到了一個懸崖邊上的急彎,傅京晏嘴角淺淺上提,“來了”。這次的貨在北部孟氏看來說大不大,說小不小。這次來人就是由現任北部最高指揮官帶領的一群新兵,這也是他們的考核,帶著麵具廝殺,死或者麵具離開你的臉就算失敗,其中就包括葉敬暄和沈槿希。一群人著黑衣帶著麵具,逼停了皮卡,考核結束是明天早上或許真有人能殺了南部第一指揮官。第一聲槍響打穿了玻璃,旁邊的血花濺到了傅京晏的臉上。傅京晏拿著短刀下車,皮卡裏跳下來又一群黑衣人,脖子後都有同一個刺青。其實傅京晏這次並沒有親自運送那批彈藥,車裏麵裝的都是人,彈藥他早通過別的方式躺在了邊境倉庫裏。雙方開始了槍戰,地麵上血流成河,傅京晏現在臉上已經沾滿鮮血,但眼神沒有絲毫影響,拿著短刀一步步逼近了北部第一指揮官,這一刻仿佛修羅地獄的神,誰擋殺誰。傅京晏的短刀無情的劃破了北部第一指揮官的脖子,他眼神開始發紅,手上的動作卻還沒停握著刀捅在了這具屍體的數十處不同要害。北部的還活著的學員開始逃跑,誰都沒想到,此時一個學員撞到了沈槿希,沈槿希沒反應過來撞上了旁邊的傅京晏,後者抬頭望著她,短刀作勢就要劃上她的臉,她一步步後退,傅京晏就一步步上前,仿佛今晚她注定逃不過。但兩人隔著兩三步的距離時,沈槿希用她這一生最快的速度上前抱住傅京晏一個轉身跌落了懸崖。

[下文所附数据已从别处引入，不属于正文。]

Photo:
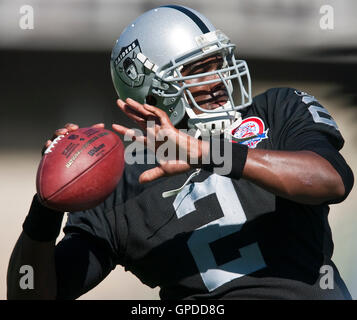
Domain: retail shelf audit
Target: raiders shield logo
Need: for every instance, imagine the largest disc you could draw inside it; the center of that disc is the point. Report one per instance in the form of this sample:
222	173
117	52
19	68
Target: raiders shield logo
129	68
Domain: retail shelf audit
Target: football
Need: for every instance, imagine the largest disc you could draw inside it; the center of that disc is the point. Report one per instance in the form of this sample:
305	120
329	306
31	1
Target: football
79	170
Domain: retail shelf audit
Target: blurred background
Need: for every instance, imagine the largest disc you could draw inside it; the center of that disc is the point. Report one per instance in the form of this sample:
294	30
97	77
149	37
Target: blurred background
58	72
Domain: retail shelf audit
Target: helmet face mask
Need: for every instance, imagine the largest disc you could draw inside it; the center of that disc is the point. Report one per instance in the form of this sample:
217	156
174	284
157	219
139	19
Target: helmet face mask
165	81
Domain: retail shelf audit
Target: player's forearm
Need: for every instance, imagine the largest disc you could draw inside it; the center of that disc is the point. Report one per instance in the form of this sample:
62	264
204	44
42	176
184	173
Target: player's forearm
31	272
301	176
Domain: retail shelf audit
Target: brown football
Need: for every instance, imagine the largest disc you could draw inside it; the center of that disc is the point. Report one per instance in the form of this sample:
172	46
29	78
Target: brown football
80	170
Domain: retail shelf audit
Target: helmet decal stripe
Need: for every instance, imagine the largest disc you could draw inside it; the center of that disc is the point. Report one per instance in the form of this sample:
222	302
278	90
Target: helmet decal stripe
191	15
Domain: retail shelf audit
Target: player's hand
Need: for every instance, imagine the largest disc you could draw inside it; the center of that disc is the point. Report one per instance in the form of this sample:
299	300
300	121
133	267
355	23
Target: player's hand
188	150
69	127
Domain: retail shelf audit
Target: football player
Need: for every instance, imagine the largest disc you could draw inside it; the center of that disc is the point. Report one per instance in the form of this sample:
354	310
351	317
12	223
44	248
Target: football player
259	231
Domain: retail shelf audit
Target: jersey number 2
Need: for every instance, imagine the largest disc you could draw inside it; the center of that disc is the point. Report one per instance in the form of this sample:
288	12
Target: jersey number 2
250	259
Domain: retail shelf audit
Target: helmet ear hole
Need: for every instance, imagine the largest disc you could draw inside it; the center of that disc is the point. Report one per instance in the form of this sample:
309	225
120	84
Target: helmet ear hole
151	100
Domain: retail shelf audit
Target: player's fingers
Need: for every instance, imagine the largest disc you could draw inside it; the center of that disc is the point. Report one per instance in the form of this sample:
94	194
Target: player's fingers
98	125
130	134
162	115
59	132
71	126
47	144
151	174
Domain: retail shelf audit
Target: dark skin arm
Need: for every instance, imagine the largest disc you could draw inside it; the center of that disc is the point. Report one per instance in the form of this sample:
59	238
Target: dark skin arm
300	176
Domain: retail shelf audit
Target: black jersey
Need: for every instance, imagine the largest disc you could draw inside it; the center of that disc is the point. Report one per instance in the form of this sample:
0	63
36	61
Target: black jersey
218	238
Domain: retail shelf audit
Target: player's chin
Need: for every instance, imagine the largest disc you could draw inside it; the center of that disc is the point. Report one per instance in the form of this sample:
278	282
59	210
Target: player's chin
210	106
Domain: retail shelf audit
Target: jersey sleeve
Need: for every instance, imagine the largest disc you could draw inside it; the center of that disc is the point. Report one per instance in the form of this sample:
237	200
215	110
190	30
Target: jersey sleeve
293	113
300	122
91	247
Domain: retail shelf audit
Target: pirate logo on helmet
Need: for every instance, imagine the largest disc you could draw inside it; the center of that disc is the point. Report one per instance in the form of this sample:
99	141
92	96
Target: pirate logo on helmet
129	68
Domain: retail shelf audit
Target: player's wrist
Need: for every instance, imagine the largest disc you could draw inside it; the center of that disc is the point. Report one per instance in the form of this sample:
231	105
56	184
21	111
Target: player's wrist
42	224
218	150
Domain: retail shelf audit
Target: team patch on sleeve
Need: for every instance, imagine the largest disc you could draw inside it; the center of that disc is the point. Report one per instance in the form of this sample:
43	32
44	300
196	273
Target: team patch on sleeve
250	132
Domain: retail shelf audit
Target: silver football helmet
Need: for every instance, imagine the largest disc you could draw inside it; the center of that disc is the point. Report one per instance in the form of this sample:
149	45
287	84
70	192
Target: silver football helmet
149	55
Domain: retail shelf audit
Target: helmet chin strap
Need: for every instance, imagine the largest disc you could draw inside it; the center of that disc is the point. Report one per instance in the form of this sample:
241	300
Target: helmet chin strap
209	124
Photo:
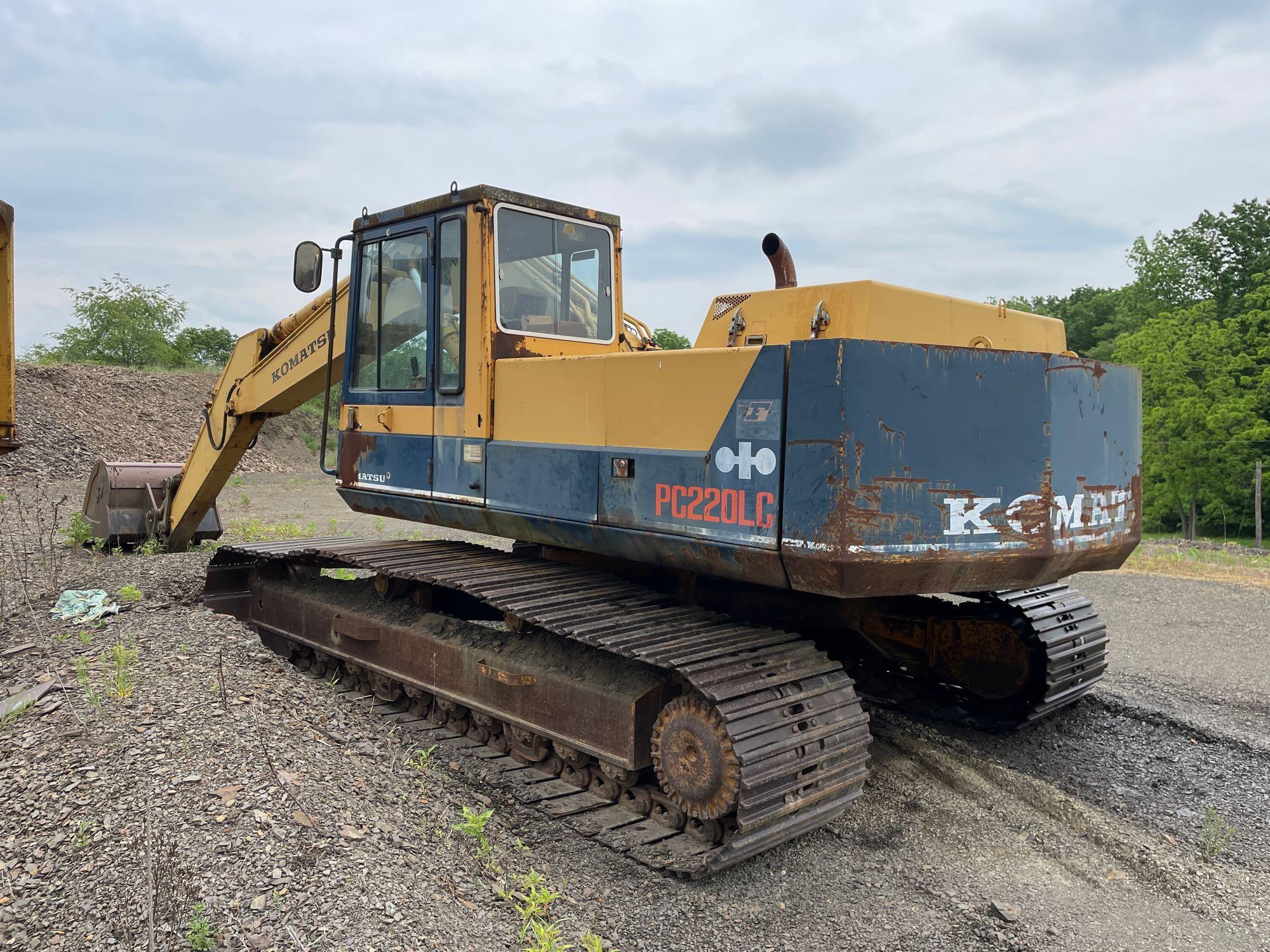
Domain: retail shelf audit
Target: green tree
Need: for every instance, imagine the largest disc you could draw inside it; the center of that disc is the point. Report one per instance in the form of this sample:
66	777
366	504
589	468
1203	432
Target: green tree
670	341
206	346
1206	394
121	323
126	324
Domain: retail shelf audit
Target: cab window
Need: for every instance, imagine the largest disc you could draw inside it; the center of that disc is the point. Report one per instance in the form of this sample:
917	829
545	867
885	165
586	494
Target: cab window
450	294
554	276
392	334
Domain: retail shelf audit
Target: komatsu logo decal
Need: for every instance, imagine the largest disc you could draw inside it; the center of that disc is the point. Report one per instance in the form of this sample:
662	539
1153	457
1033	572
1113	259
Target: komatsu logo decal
745	460
299	357
973	516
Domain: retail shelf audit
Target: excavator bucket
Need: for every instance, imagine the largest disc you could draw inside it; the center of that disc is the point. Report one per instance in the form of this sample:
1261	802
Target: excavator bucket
125	503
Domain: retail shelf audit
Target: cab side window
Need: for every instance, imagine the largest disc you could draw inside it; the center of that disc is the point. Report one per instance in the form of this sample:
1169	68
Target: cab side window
450	286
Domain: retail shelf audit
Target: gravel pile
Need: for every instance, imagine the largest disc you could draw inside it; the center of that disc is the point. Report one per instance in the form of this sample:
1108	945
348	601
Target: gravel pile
72	416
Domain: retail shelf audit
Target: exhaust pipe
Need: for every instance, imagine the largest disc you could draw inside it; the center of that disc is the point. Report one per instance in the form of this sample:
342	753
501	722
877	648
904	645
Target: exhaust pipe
782	260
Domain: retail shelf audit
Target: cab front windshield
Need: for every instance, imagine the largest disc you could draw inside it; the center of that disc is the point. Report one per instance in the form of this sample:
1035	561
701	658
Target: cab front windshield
554	276
392	337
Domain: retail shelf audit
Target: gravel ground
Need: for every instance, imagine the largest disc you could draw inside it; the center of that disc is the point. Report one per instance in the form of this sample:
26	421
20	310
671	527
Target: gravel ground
1090	824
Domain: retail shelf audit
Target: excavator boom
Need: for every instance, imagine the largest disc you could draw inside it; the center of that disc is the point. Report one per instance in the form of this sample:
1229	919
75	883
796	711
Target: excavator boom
8	402
270	374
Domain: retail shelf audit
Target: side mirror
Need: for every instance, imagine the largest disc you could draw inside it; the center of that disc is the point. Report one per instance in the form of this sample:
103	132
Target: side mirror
307	275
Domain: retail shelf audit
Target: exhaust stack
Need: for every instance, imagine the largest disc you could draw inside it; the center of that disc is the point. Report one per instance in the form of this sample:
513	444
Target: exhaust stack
782	260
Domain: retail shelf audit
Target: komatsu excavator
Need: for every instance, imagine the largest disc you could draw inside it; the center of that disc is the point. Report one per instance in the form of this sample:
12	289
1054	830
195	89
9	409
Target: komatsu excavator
705	541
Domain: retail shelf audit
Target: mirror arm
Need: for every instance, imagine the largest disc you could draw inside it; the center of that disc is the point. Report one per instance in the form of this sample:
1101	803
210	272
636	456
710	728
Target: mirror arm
336	255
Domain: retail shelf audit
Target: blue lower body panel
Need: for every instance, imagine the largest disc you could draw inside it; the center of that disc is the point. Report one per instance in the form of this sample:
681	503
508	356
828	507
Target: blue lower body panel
919	469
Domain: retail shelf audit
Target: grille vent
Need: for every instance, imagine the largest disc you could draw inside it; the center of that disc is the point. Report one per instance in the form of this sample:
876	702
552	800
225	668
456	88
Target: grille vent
726	303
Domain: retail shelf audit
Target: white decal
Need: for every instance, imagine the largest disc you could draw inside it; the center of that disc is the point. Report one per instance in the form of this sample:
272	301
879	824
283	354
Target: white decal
970	517
1067	517
959	519
746	460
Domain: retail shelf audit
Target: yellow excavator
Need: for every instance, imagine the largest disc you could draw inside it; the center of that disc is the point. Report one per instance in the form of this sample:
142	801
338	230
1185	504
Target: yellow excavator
704	543
8	366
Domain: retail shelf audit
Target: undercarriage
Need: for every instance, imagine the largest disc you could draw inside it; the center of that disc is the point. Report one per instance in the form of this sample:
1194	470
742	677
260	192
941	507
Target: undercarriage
685	738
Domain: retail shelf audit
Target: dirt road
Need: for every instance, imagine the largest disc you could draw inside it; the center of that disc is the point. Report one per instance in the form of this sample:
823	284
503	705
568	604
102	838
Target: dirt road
1089	826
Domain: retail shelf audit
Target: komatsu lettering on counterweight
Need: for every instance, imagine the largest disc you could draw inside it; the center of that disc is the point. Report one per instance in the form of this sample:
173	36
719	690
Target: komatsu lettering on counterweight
1088	511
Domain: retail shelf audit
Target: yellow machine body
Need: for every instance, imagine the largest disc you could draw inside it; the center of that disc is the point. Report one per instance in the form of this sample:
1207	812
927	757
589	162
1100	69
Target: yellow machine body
8	366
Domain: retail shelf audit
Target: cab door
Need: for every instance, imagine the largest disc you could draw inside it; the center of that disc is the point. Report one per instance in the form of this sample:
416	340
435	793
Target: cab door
391	370
459	449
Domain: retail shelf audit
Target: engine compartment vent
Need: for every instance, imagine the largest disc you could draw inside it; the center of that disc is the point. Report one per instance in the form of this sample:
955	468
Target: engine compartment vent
726	303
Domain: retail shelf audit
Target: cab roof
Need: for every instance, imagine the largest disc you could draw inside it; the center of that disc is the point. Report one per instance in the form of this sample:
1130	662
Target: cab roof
490	196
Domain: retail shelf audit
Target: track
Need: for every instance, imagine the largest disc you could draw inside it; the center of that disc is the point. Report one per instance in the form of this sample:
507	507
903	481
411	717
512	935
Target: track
1062	633
791	713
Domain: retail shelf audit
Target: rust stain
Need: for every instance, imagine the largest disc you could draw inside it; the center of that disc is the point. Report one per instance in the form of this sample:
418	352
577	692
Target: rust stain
510	346
355	444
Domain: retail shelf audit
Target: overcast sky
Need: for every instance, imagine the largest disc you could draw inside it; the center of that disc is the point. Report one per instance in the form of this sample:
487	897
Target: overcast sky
967	149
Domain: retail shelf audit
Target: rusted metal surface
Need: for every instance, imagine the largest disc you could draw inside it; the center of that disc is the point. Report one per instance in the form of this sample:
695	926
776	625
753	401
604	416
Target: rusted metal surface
782	261
488	195
989	470
759	567
1057	656
791	713
695	760
542	685
126	503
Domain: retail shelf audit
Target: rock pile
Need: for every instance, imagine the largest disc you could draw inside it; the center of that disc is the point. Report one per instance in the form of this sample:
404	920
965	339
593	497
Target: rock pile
72	416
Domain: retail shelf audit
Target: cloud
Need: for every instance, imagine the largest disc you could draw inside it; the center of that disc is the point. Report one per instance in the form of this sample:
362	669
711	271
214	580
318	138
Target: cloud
772	134
1107	36
971	149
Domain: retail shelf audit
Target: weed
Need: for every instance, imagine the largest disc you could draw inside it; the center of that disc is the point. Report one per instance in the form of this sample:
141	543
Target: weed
86	682
474	826
123	681
34	548
21	710
537	899
1217	832
79	532
260	531
199	930
421	758
547	937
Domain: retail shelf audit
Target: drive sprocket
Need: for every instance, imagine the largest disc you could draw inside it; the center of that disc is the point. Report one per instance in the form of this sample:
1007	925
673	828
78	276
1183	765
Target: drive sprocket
695	760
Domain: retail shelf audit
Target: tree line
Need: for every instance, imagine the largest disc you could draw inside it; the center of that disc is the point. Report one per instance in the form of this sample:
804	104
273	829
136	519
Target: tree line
1196	321
121	323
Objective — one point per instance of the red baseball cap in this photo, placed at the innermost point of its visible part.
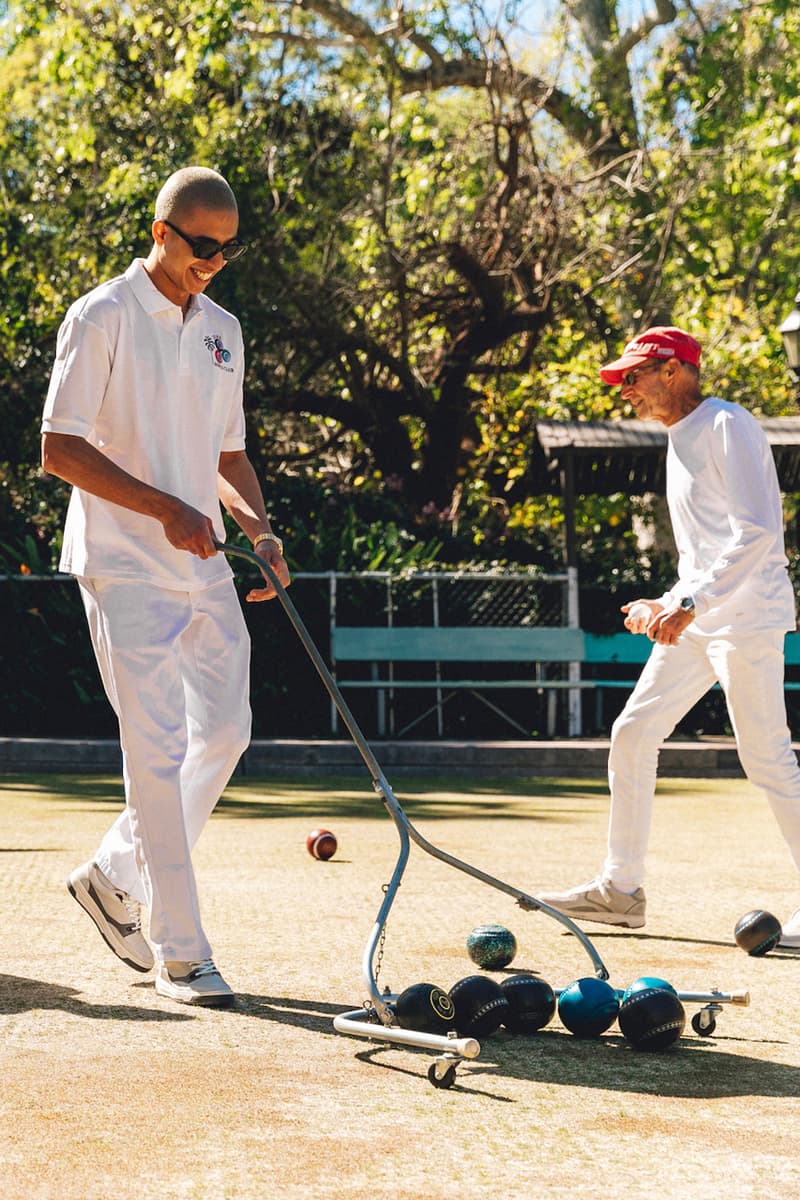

默默離開的葉敬暄也看到了這一幕。兩人掉在了一個草叢裏,沈槿希算好了把傅京晏拉做了墊背的,看著墊在下麵的傅京晏還沒醒,自己的麵具也還在。就在沈槿希想借此機會趕緊逃跑時,聽見了狼群的靠近,心想:這是剛脫虎口又入狼群,自己肩頭和腹部也受著傷,在黑暗中與狼群搏鬥實屬沒有勝算。
她轉頭看見地上的男人,聽說傅京晏這人雖然冷血,但有恩必報。沈槿希看見周邊有些什麼能用的藥草能吃的全搜羅了過來,她讓傅京晏的背對著自己,看見血肉模糊的傷勢,想著幸虧不是自己墊背,不得不說他這身材確實不錯。
將草用石子磨碎,小心翼翼的敷在了背部的傷口,撕下自己衣服的布條替他包紮著,之前自學過急救,最拿手的卻是打結。做完這一切,沈槿希就坐在傅京晏傍邊這麼等著,不知道離天亮還有多久。沒過多久,傅京晏就醒了,看來身體強大恢複的也快。傅京晏醒時看著自己的這一切,又轉頭審視這身邊的這個女人,“這是你做的。”“對啊,怕你死了,我也活著走不出去。”沈槿希的眼神很幹淨利落,就這麼直勾勾的看著自己。傅京晏之前從來沒遇到過這種女人,明明是為了利用自己,卻說的這麼有正義感。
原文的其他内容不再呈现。